The tea was great (I’m not a coffee drinker!), which was helpful, as I was tired and in serious danger of dropping off to sleep otherwise… there could have been snoring… #awkward
During a pause in sipping and munching (there was also cake, obviously), as I glanced around the café from my seat positioned towards the back, I noticed someone a few tables away from me who was wearing a nice embroidered floral top.
What I noticed, however, was that embroidered in large letters across the back of the top, between the shoulders, was the brand name… ‘Joules’.
I didn’t recognise it and wondered if it was her name, however I understand from those who know about these things that this is a ‘posh’ designer label.
That got me thinking… why would the brand name be embroidered like that on the back of a garment?
The only conclusion I could come to was that it is a status symbol, making a statement to anyone looking at it…
“This is a posh brand, a designer label that I can afford to buy.”
I started surreptitiously looking around a bit more then, and noticed others wearing garments with ‘posh’ brand names and designer labels prominently displayed, some that I didn’t even need to ask about!
Now don’t get me wrong, I’m not against people making an effort when they go out, I just got to wondering about how what we wear, what we look like, might even inadvertently categorise us in some way in the eyes of those who see us, placing us in a particular ‘clan’ in their eyes?

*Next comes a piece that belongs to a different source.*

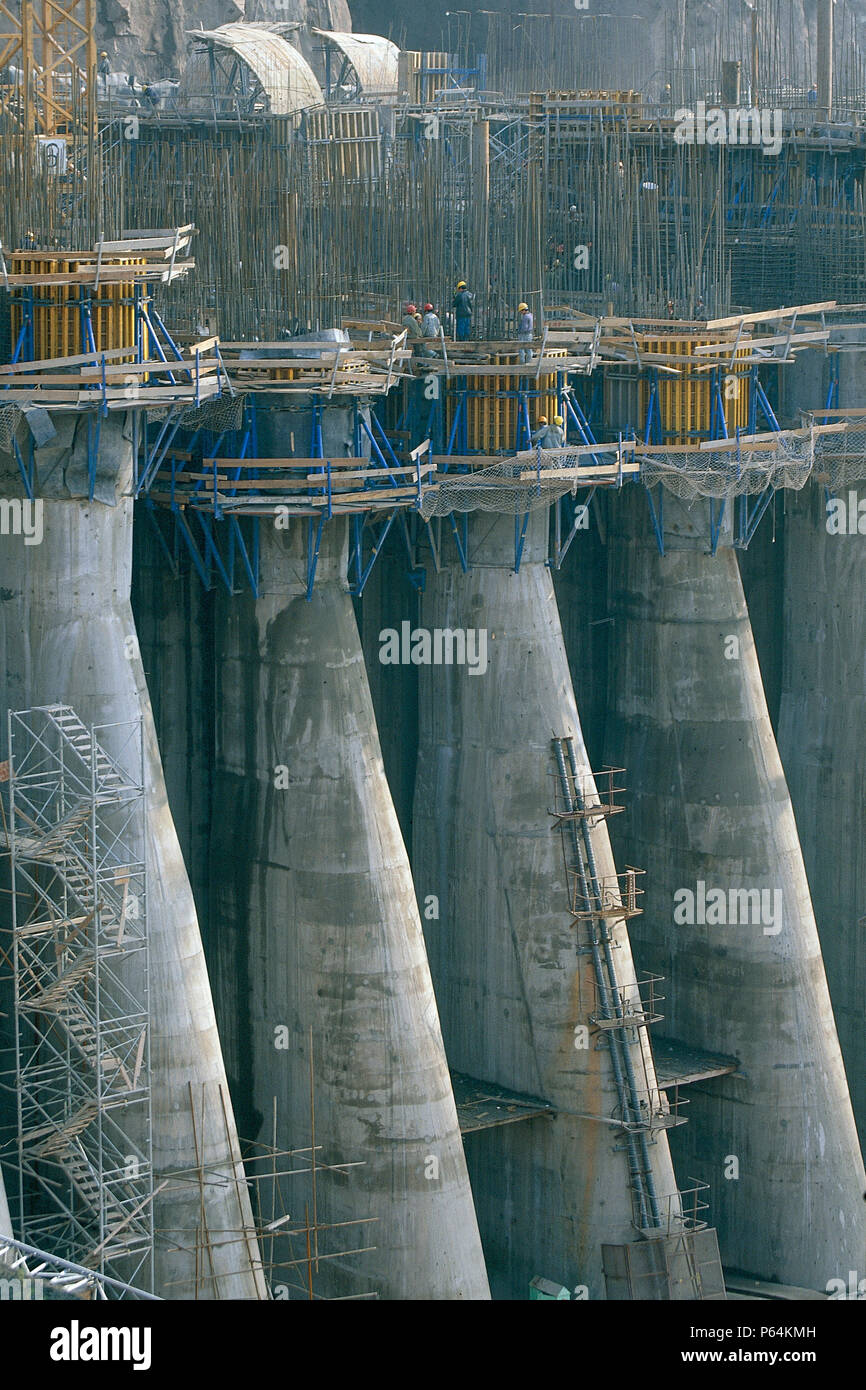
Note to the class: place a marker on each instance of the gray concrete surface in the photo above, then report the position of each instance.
(509, 982)
(709, 804)
(67, 635)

People have dressed to make a point as long as clothes have existed.
One of the greatest human beings ever to grace this earth, Mahatma Gandhi, dressed only in a simple homespun white cotton robe, making a strong political point about injustice as he did so.
As all of these thoughts flew through my mind, I glanced down at what I was wearing.
For the first time I noticed the smear of food that James, my 16-year-old (ASD, LD, Epilepsy) had wiped across my trousers before I went out, and my first thought was that I was glad that it was only food!
I got thinking about what the ‘brand identity’, the ‘designer label’ of the additional needs parent might be… possibly it’s crumpled smeared clothing, an unusual difficult to place smell, the latest look in the ‘exhausted’ range?
We must sometimes look a bit of an unusual sight!
But it occurred to me that the important thing is what we do, not what we look like.
We give our lives to serve our child, and that is what really matters.
Those words spoke to me, and I hope speak to you as you read this if you too are an additional needs parent…
It really doesn’t matter that much in the great scheme of things what we might look like sometimes, just being somewhere (café, work, the school gate, wherever…) might be an achievement in itself.
As a friend recently said to me “Getting up and having clean knickers to wear is sometimes a bonus… it’s the little things!”
The ‘brand identity’ and ‘designer labels’ of the additional needs parent do not need apologising for, they speak of our love for our child, our willingness to put them first, our never-ending endurance as we strive to do the very best we can for the child that is our first thought as we wake and our final thought as we (eventually!) drop off to sleep.
These are the labels that we are given to wear, and I will happily have that embroidered across the back of my clothing, alongside the smears, any day!